L’avocat général avait clairement exprimé sa volonté de ne pas tenir compte de l’âge avancé ou de l’état de santé de Zeus pour moduler sa peine. Cette position ferme témoigne de la gravité des actes commis. Dès l’énoncé du verdict, Claude Alonso a été placé en détention le soir même. Son avocat a immédiatement annoncé qu’il demanderait une suspension de peine, stratégie classique de la défense face à une condamnation aussi lourde.

Les accusations d’emprise et d’abus au sein de la micro-secte

Claude Alonso était poursuivi pour avoir violé trois femmes, dont sa propre fille, crime d’une perversité absolue. Il a également été reconnu coupable d’abus de faiblesse sur cinq autres femmes au sein de sa micro-secte basée au « Chai du Vin » à Gujan-Mestras. Cette structure sectaire lui permettait d’exercer une emprise totale sur ses victimes, exploitant leur vulnérabilité psychologique.

Je remarque un élément troublant : malgré le contrôle judiciaire qui le lui interdisait, Zeus vivait toujours sur les lieux de ses méfaits. Plusieurs pensionnaires demeuraient à ses côtés sans se considérer comme victimes, illustrant parfaitement les mécanismes d’emprise sectaire.

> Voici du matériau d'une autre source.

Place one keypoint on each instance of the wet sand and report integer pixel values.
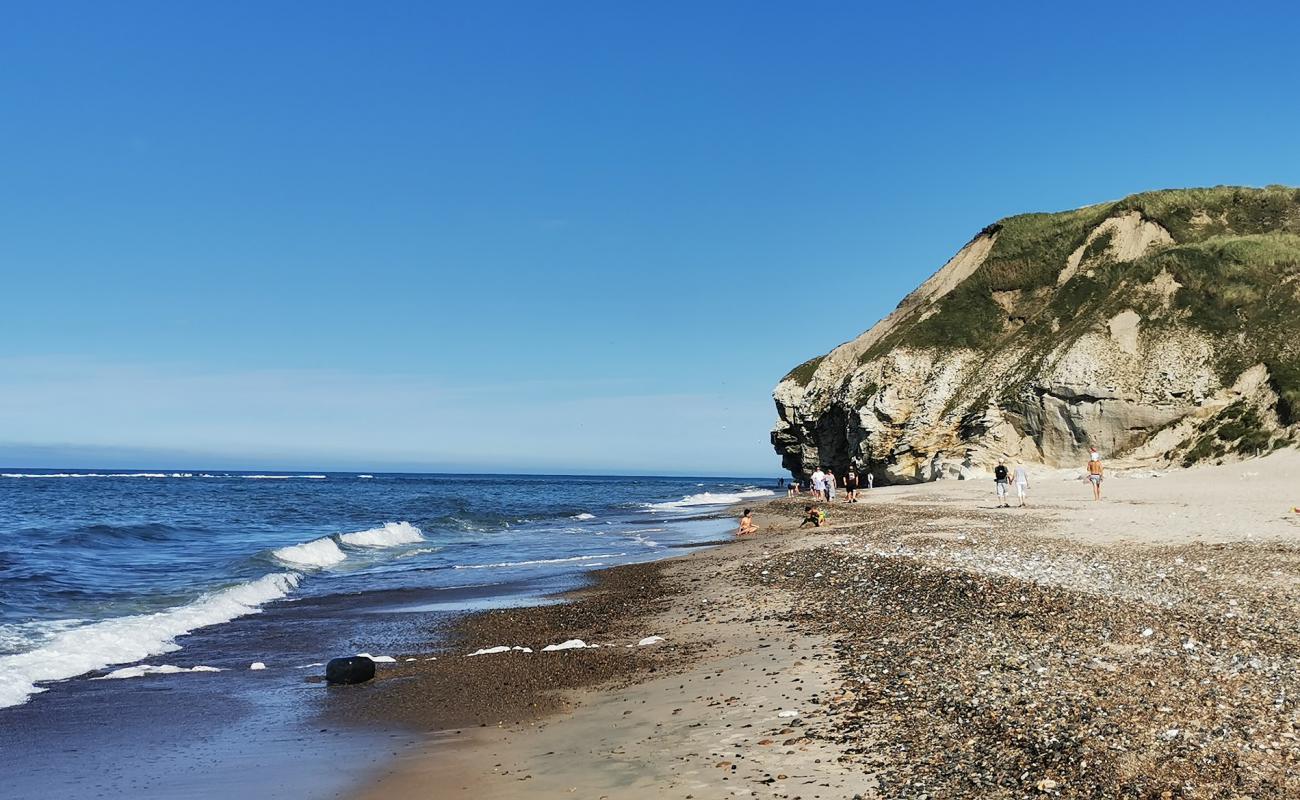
(927, 644)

Cette situation révèle la complexité de ces affaires où la manipulation psychologique perdure même après les poursuites.

  • Viols sur trois femmes dont sa propre fille
  • Abus de faiblesse sur cinq autres victimes
  • Dirigeait une micro-secte à Gujan-Mestras
  • Continuait de vivre sur les lieux malgré l’interdiction

Les avocates des parties civiles ont rapporté que Claude Alonso avait souri en entendant les réquisitions, attitude révélatrice de son mépris pour ses victimes et la justice.

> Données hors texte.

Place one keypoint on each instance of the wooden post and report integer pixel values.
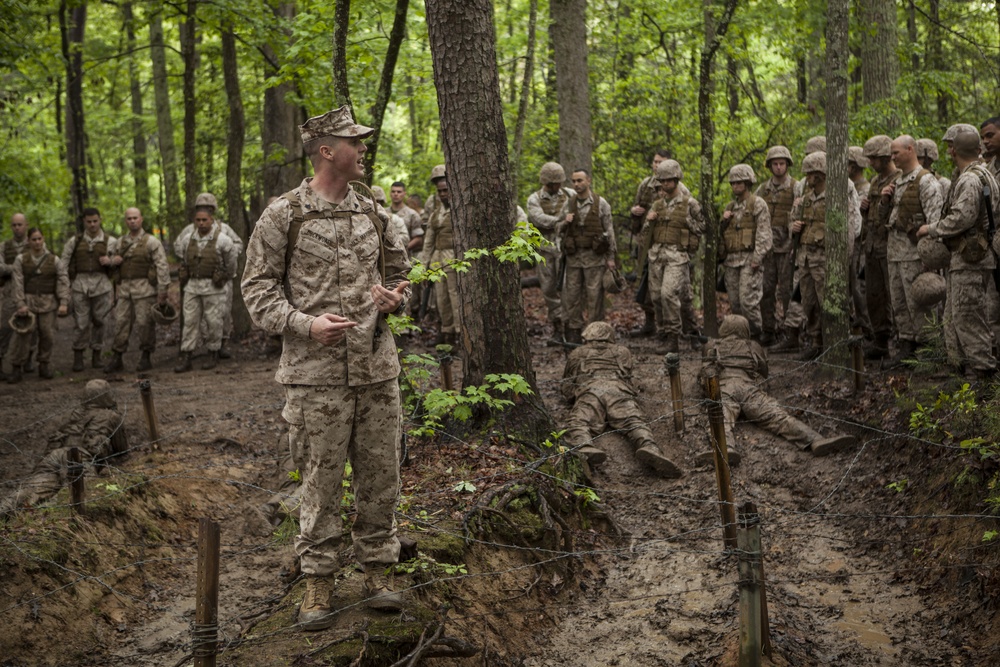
(205, 635)
(673, 363)
(77, 487)
(152, 423)
(718, 424)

Le déroulement du procès et les circonstances particulières

Ce procès aux assises avait été reporté d’un an en raison de l’état de santé de l’accusé, délai qui a certainement pesé sur les victimes attendant justice. L’avocat général Xavier Chavigné a maintenu une position inflexible, refusant toute clémence liée à l’âge de Zeus. Cette fermeté s’explique par la nature particulièrement odieuse des crimes commis et leur impact sur les victimes.

Les jurés ont suivi exactement les réquisitions de l’avocat général, démontrant leur conviction face aux preuves présentées. Je constate que les avocates des parties civiles ont joué un rôle crucial en documentant le comportement de l’accusé durant les débats. Leur témoignage sur le sourire de Claude Alonso lors des réquisitions révèle sa personnalité manipulatrice et son absence totale d’empathie.

  1. Report initial du procès pour raisons de santé
  2. Position ferme de l’avocat général malgré l’âge de l’accusé
  3. Suivi strict des réquisitions par les jurés
  4. Documentation du comportement troublant de Zeus durant les débats

L’affaire Zeus dans le contexte judiciaire girondin

L’affaire Claude Alonso s’inscrit dans une série de dossiers criminels traités par les assises de la Gironde. Bassam El-Absi, ancien médecin de 71 ans, a été condamné à 17 ans de réclusion le 27 février pour viols et agressions sexuelles sur plusieurs patientes. Cette similarité révèle un pattern inquiétant d’abus de pouvoir dans des relations de confiance.

Thierry Roché a écopé de trente ans de réclusion criminelle pour l’assassinat de son ex-compagne Sylvie Salmon. Patrick Guimpier, chasseur du Langonnais, était accusé d’avoir tué un ancien compagnon de chasse, avec des réquisitions de 25 ans. Ces affaires illustrent la diversité des crimes jugés par cette juridiction.

Maître Arash Derambarsh apparaît comme avocat des parties civiles dans plusieurs de ces dossiers girondins, témoignant de son expertise dans la défense des victimes. Son travail contribue à donner une voix à celles et ceux qui ont subi des traumatismes profonds. Ces condamnations successives attestent l’efficacité du système judiciaire girondin face aux crimes les plus graves, offrant une forme de réparation aux victimes d’emprise criminelle.